No entendían nada, y eso era exactamente lo que quería. En mi vida anterior, mi venganza fue un desastre. Revelé nuestro matrimonio secreto en un arrebato de dolor, arruinando la reputación de Elena. Ricardo, incapaz de soportar la presión y el fracaso, se "suicidó". Y Elena, en lugar de odiarme, se volvió hacia mí con una devoción retorcida y espeluznante, culminando en la masacre de mi familia.
Esta vez, la venganza no sería un acto de pasión, sería una obra de arte fría y calculada. Proteger a mi familia era la única prioridad. Mi vida, mi carrera, mi amor... todo eso ya había sido quemado.
Cuando el programa terminó, mi teléfono sonó. Era Elena. No contesté. Dejé que sonara hasta que se fue al buzón de voz. Sabía que vendría a casa. Nuestra casa. La casa que yo había pagado con el sudor de mi frente, trabajando en las sombras para que ella pudiera brillar.
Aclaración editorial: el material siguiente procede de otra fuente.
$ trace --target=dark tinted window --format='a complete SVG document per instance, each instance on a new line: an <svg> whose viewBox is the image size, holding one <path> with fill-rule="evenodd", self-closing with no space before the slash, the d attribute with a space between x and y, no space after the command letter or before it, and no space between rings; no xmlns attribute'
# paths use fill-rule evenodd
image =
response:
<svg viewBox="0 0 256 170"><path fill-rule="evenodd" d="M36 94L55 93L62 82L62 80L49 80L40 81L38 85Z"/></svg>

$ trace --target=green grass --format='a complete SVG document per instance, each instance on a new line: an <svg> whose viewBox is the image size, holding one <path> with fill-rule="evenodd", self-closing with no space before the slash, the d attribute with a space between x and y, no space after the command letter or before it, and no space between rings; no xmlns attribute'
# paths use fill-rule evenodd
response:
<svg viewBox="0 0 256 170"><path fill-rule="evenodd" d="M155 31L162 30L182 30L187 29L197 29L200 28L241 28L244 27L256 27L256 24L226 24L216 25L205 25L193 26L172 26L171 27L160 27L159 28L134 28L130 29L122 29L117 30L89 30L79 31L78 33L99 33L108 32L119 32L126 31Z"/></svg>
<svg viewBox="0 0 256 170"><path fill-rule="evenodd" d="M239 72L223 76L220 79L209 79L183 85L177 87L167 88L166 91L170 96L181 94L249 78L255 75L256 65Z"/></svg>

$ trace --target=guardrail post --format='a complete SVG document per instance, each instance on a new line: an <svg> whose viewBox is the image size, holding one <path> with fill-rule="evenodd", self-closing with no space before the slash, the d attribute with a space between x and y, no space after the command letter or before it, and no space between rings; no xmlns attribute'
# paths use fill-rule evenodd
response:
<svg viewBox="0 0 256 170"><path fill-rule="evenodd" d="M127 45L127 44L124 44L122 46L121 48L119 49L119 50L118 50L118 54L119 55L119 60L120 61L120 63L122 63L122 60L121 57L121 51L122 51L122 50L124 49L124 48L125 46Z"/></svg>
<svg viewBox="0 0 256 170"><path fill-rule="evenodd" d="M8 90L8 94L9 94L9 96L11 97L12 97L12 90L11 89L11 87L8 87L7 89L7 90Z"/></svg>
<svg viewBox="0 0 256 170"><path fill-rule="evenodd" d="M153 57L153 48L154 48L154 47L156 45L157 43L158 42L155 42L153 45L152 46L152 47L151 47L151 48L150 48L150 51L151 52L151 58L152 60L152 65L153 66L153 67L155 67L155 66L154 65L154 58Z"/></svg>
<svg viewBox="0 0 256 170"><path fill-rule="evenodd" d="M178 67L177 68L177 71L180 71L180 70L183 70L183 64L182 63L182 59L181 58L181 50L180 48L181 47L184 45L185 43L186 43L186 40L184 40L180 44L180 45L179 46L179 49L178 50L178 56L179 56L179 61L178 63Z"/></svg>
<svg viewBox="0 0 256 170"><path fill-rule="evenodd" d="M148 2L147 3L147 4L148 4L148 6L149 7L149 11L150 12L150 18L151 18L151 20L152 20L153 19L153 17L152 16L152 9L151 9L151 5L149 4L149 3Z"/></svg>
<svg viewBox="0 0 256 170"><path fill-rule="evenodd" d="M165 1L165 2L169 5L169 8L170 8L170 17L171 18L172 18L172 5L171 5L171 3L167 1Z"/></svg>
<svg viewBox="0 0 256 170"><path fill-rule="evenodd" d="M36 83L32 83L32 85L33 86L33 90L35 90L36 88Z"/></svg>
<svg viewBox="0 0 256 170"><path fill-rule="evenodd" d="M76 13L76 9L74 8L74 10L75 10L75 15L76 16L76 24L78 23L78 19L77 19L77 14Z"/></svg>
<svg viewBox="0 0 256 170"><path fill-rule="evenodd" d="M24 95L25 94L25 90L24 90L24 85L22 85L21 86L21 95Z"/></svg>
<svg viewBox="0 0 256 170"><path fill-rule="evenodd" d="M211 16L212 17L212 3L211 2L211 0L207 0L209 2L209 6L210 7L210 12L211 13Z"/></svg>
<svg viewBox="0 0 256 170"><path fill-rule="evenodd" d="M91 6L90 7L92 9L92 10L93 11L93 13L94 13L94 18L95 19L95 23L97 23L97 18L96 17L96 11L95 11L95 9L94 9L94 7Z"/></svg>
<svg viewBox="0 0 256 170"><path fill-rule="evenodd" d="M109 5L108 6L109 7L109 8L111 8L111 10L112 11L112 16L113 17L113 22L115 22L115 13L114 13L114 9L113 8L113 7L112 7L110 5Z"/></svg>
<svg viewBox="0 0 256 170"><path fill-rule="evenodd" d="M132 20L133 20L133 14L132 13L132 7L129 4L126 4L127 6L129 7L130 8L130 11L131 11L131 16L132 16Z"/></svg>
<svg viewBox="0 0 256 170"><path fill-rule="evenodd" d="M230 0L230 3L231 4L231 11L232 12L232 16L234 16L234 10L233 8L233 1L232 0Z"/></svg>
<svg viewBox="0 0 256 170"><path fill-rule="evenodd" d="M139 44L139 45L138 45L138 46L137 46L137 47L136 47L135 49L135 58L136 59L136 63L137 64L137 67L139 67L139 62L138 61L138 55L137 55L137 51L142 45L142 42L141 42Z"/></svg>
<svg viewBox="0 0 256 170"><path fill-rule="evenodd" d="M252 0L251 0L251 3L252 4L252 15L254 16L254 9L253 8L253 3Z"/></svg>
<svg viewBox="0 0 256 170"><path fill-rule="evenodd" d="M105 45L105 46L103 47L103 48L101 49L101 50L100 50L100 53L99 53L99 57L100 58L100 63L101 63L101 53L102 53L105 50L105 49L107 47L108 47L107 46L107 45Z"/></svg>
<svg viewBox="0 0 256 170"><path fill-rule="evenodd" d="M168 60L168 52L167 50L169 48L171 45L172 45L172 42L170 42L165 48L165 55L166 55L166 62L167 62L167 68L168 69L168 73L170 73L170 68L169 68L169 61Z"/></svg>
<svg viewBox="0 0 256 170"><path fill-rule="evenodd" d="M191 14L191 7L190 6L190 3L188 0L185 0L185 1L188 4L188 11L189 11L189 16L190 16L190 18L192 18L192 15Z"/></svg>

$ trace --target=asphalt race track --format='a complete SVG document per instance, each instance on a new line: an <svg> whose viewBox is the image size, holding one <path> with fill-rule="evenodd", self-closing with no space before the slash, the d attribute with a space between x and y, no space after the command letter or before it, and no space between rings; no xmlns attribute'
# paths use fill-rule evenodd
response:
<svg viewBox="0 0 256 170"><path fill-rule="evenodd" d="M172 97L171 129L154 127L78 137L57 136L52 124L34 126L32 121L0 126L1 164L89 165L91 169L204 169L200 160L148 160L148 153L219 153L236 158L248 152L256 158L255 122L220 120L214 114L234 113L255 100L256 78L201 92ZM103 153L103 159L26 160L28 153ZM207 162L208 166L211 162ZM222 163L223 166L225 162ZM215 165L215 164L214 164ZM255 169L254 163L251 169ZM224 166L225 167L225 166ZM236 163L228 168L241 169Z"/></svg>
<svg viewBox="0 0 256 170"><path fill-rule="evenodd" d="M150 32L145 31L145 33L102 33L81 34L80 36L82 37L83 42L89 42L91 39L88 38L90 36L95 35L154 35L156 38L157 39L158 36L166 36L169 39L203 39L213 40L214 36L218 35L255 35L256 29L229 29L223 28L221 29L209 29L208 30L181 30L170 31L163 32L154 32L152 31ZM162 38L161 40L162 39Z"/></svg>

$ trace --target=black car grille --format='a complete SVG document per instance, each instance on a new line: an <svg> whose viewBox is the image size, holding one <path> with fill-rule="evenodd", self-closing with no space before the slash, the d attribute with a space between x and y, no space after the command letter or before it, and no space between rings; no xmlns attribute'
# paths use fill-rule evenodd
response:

La recordé, en mi vida pasada, diciéndome con lágrimas en los ojos después del "suicidio" de Ricardo: "Ahora solo nos tenemos a nosotros, Miguel. Siempre debió ser así". Su locura era un pozo sin fondo, y yo había caído en él.
No más.
La puerta principal se abrió una hora después. Elena entró, todavía con el maquillaje de televisión. Me miró, de pie en medio de la sala, y su expresión era una mezcla de cautela y molestia.
"¿Por qué no contestabas el teléfono?".
"Estaba ocupado", respondí con voz neutra.
Se acercó, cruzando los brazos. "¿Viste el programa?".
"Sí. Felicidades".
Mi calma la descolocó por completo. Esperaba gritos, acusaciones, un hombre roto. No esperaba esta serenidad de cementerio.
"Miguel, tenemos que hablar", dijo, recuperando la compostura. "Esto... no es fácil para mí tampoco".
"Claro", dije.
"Ricardo y yo... es algo que viene de hace mucho tiempo. Es... es el destino".
Asentí lentamente. "Entiendo".
"Quiero el divorcio", soltó, como si me estuviera arrancando una curita.
"De acuerdo", respondí de inmediato.
Elena se quedó boquiabierta. "¿De acuerdo? ¿Así nada más?".
"Sí. ¿Para qué alargar lo inevitable? Quieres el divorcio, lo tendrás".
Su rostro se transformó. La sorpresa dio paso a la sospecha, y luego a una pizca de decepción. Creo que una parte de ella quería disfrutar de mi sufrimiento, verme rogar. Le negué esa satisfacción.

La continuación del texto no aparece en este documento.